Еву не особенно напугало, когда цивилисты от вопросов перешли к запугиванию. Она же должна знать, что выход из партии повлечёт за собой увольнение с работы? И более того: если она не хочет назвать причину выхода, она политически ненадёжная, а для таких есть кц*!  Она ведь об этом слышала? Там можно очень быстро политически ненадёжных сделать надёжными, на всю жизнь надёжными. Она же это понимает!
Фрау Клюгэ осталась при своём. Личное, остаётся личным, и о личном она не будет говорить. В конце концов её отпустили. Выход из партии был отложен, она об этом ещё услышит. Но с почты она была уволена. Ей было приказано дальнейшего ждать в своей квартире …

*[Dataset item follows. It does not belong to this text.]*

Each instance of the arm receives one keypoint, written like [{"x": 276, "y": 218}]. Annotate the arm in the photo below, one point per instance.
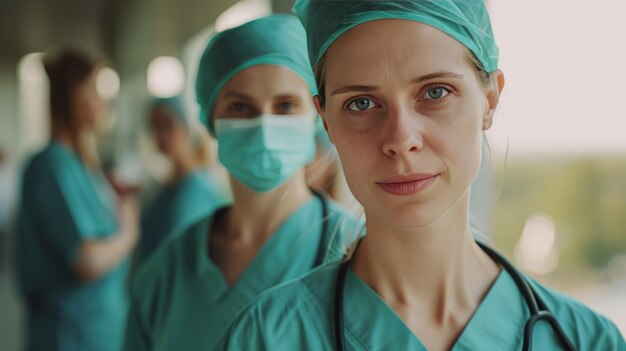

В то время, как Ева, наконец, ставит кастрюлю с супом на огонь, она внезапно решает и в этом пункте не подчиниться. Она не будет без дела торчать в квартире и ждать мучений этих типов. Нет, она завтра же утром шести-часовым поездом поедет к сестре в Руппин. Там она может 2-3 недели прожить без прописки, её там уж прокормят. У них есть корова и свиньи, и картофельное поле. Она будет работать, в хлеву и на поле...
Её движения, после этого решения становятся свежее. Она достаёт чемодан и начинает упаковывать.